Pineapple Upsidedown Cake at Nick & Jimmy’s

14 November 2009: The dessert menu includes such seemingly de rigueur standards as creme brulee and bread pudding.  It also showcases a pineapple upsidedown cake, not a very common dessert offering in New Mexico restaurants.  This is wholly unlike other pineapple upsidedown cakes I’ve ever seen as it’s not sliced from a large sheet cake.  These are individually portioned cakes sprinkled with confectioner’s sugar and surrounded by rich whipped cream and fresh berries.  The cake is moist and thoroughly delicious, not too sweet as some of its ilk are apt to be.

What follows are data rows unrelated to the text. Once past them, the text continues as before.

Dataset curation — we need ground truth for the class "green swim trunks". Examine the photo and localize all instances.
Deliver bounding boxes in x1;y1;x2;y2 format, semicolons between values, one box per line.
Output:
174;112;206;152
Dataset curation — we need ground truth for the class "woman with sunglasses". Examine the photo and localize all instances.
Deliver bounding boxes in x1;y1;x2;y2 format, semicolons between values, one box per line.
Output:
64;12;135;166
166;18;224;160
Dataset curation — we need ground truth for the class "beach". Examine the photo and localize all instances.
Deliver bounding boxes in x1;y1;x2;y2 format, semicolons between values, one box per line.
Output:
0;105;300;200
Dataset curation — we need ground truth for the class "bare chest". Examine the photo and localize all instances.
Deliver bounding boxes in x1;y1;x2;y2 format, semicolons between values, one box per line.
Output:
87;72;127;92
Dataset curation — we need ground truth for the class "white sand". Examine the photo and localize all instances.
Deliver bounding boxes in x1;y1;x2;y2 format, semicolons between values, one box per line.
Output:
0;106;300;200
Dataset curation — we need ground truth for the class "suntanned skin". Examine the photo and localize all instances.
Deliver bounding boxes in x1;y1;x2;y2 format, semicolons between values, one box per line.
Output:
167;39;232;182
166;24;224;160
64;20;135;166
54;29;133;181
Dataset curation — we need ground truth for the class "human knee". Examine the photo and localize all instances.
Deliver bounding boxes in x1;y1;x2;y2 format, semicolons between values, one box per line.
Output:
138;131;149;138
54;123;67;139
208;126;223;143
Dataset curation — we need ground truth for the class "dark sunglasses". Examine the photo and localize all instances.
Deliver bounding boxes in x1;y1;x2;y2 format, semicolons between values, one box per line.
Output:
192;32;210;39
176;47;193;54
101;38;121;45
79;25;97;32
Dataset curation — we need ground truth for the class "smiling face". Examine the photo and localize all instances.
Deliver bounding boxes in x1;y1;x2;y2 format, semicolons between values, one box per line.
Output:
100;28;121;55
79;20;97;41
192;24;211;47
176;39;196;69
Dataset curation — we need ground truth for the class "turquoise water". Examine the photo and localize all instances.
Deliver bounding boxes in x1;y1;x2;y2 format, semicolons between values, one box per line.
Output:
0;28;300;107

30 October 2010: Another Greek-inspired dessert favorite is the Baklava Sundae, a sundae glass in which two mounds of Blue Bunny’s vanilla ice cream are topped with a triangle of moist and rich baklava replete with sweet honey.  The baklava sweetens the ice cream all the more, forming a decadent marriage sure to appease the most discerning of dessert aficionados.

Coconut Cream Pie

16 May 2015:  Not even Gilligan’s crew enjoyed coconut cream pie as good as prepared at Nick and Jimmy’s.  From its frothy whipped cream top sprinkled with shreds of toasted coconut to its flaky Graham cracker crust, this thick pie served cold is an absolute delight.  Texturally, it’s thicker than most puddings though not quite as thick as a cheesecake.  It’s the type of dessert for which you’d risk your svelte figure.

Nick & Jimmy’s Bar & Grill is owned by Albuquerque’s dynamic partnership duo of Nick Kapnison and Jimmy Daskalos, restaurant impresarios with a small empire of restaurants throughout the Duke City.  A hallmark of their restaurants is great service.  You can’t do better than Michelle, one of the best servers in town.  Ask for her.

Nick & Jimmy’s Bar & Grill
5021 S Pan American Freeway,  N.E.
Albuquerque, New Mexico
(505) 344-9169
Web Site
LATEST VISIT: 16 May 2015
1st VISIT: 14 November 2009
# OF VISITS: 3
RATING: 23
COST: $$ – $$$
BEST BET:   Pineapple Upsidedown Cake, Spicy Beef Short Ribs, Greek Style Roasted Chicken, Saganaki, Gyros Sandwich, Baklava Sundae, Dolmades Avgolomono, Beef Tenderloin Tip Ravioli, Seafood Soup, Coconut Cream Pie, Athenian Pizza, Green Chile Meatloaf.